L'écran reste gris sans logo ni rien
Il n'apparait pas dans le Finder ni dans Itunes (d'ailleurs Itunes ne se lance même pas quand je branche l'Ipod à l'Ibook)

Menu+selection
Menu+lecture
il ne se passe rien

je me souviens qu'il existe une combinaison de touches pour voir l'historique de l'ipod (nombre d'heures de lectures etc...), mais qui pourra me dire quelle est cette combinaison?

des idées?


----------



## Anonyme (7 Janvier 2009)

Lorsque tu le branches sur secteur, rien n'apparaît ? Même après plusieurs heures ?


----------



## chaussette (7 Janvier 2009)

rien....


----------



## Anonyme (7 Janvier 2009)

Tu as essayé d'allumer puis éteindre le commutateur hold ?
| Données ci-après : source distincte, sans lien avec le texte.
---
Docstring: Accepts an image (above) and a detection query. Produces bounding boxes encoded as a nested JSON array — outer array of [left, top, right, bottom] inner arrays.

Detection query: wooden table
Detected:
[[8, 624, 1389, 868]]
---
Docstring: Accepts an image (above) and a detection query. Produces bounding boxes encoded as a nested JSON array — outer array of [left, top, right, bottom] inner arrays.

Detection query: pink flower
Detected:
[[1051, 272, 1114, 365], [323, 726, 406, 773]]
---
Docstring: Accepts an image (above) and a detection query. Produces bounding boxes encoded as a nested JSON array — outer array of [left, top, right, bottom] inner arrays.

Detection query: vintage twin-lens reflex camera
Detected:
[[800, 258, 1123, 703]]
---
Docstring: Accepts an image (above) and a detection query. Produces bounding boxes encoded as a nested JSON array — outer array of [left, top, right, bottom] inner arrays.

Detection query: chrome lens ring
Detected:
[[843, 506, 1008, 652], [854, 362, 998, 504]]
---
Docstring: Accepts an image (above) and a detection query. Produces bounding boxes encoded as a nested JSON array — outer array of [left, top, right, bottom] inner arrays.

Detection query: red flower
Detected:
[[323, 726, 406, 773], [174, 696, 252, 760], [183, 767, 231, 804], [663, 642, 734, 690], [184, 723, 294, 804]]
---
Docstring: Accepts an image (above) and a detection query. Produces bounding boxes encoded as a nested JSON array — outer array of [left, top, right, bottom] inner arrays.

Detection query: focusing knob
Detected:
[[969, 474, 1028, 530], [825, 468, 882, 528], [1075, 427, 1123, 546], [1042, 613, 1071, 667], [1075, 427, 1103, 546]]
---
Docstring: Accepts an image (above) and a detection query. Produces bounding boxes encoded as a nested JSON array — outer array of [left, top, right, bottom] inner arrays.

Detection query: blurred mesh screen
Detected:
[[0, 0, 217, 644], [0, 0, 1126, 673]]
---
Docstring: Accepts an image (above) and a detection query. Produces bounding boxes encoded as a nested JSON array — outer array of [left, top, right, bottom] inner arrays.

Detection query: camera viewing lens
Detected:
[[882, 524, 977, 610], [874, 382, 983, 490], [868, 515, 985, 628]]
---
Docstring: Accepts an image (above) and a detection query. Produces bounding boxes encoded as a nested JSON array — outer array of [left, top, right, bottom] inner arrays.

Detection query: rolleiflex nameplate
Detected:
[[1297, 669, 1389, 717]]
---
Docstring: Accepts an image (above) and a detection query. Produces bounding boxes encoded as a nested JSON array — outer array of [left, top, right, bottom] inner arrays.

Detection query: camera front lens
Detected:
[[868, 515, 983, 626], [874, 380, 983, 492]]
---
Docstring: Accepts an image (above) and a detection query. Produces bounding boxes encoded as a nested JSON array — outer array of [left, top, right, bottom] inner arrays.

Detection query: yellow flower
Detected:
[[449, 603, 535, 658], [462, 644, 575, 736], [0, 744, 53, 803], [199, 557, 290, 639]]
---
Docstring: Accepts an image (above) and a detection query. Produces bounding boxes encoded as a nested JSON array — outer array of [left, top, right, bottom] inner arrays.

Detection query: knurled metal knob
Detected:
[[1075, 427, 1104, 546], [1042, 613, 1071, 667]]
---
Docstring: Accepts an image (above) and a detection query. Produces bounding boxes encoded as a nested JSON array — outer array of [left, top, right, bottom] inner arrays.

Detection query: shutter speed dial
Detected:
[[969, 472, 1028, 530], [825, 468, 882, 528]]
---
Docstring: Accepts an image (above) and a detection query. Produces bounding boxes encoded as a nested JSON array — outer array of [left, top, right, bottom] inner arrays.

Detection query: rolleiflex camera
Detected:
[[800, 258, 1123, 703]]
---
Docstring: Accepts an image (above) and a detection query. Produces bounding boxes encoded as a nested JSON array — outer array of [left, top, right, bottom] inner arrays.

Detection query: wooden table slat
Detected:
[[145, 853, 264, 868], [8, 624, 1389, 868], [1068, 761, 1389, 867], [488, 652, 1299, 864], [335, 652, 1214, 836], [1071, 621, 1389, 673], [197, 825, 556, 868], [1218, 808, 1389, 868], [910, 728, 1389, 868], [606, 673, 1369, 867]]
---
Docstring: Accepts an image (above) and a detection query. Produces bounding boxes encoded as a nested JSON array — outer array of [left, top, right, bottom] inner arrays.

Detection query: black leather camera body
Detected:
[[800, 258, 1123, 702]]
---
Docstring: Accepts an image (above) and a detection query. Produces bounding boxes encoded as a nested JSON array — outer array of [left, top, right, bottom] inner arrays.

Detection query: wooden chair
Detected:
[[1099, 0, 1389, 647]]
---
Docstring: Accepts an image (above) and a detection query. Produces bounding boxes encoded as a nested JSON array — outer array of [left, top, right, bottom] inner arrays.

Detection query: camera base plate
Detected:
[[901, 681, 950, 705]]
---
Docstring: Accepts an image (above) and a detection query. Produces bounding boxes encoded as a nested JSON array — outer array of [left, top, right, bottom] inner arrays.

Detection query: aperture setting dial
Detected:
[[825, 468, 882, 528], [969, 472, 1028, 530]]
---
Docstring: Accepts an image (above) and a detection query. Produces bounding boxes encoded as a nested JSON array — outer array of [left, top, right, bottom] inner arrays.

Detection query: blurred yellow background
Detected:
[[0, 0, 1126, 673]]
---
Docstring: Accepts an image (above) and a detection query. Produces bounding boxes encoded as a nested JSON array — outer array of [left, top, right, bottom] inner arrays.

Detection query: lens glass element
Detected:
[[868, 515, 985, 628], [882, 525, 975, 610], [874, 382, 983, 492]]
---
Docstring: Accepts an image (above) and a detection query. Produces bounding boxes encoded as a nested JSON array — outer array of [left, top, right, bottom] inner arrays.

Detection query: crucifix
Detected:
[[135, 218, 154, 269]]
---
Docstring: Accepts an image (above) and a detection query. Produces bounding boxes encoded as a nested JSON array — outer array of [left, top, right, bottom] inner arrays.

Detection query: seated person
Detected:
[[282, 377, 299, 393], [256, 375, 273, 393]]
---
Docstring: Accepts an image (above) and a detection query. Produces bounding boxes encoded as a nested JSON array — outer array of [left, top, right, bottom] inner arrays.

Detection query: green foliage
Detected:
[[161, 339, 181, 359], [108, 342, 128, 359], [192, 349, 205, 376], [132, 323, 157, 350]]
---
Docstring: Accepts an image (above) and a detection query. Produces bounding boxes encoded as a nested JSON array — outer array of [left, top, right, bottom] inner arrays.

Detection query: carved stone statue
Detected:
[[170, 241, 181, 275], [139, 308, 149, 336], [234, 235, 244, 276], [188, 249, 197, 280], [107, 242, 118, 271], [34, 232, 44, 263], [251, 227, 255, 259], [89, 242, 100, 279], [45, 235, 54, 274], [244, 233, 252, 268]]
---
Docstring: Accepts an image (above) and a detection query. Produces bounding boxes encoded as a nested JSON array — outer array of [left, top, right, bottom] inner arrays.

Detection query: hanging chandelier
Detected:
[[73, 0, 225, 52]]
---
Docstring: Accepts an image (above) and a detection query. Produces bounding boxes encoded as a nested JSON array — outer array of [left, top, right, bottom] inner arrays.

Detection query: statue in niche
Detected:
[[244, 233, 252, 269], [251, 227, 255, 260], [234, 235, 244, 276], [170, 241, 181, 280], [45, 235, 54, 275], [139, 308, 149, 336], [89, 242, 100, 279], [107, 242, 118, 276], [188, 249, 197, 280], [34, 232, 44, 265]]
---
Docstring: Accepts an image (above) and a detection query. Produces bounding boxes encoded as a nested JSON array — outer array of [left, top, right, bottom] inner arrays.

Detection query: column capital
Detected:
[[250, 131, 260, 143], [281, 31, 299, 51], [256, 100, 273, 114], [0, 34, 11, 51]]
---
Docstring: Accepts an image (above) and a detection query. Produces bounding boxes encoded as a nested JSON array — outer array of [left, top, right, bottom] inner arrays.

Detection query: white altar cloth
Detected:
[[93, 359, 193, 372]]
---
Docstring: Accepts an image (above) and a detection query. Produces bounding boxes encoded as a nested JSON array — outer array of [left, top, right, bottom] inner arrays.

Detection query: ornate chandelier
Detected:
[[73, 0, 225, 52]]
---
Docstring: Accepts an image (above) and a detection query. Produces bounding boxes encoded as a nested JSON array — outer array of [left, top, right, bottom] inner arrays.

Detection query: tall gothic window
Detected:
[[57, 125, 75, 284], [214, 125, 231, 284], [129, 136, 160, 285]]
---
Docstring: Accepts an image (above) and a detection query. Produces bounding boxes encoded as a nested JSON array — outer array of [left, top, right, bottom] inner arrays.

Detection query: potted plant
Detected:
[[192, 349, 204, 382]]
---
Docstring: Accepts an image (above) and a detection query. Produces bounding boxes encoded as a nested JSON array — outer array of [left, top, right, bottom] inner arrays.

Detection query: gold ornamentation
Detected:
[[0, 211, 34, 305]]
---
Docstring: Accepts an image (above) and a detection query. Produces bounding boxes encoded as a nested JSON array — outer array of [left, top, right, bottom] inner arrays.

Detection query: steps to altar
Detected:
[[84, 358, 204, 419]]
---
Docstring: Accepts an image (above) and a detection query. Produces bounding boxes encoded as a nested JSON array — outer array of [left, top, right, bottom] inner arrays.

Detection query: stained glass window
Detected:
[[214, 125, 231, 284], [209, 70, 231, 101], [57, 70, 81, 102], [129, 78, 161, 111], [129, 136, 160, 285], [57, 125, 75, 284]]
J'ai eu un problème similaire avec un iPod 4G 20Go.
Il était foutu. Le SAV Apple me l'a échangé sans problème.


----------



## chaussette (7 Janvier 2009)

oui.....sans effet


----------



## chaussette (12 Janvier 2009)

personne?


----------



## 217ae1 (13 Janvier 2009)

peut-être débrancher 20 secondes le disque dur, et rebrancher.

j'ai lu quelquepard qu'un utilisateur a réussi a refaire fonctionner son iPod en fesant comme ca.


----------



## chaussette (14 Janvier 2009)

pendant que le HDD était débranché j'ai appuyé sur selection et menu et la pomme est apparue....oh joie!
je rebranche le tout est rien....

pas glop


----------



## chaussette (7 Février 2009)

Problème résolu : le cable USB était mort....


----------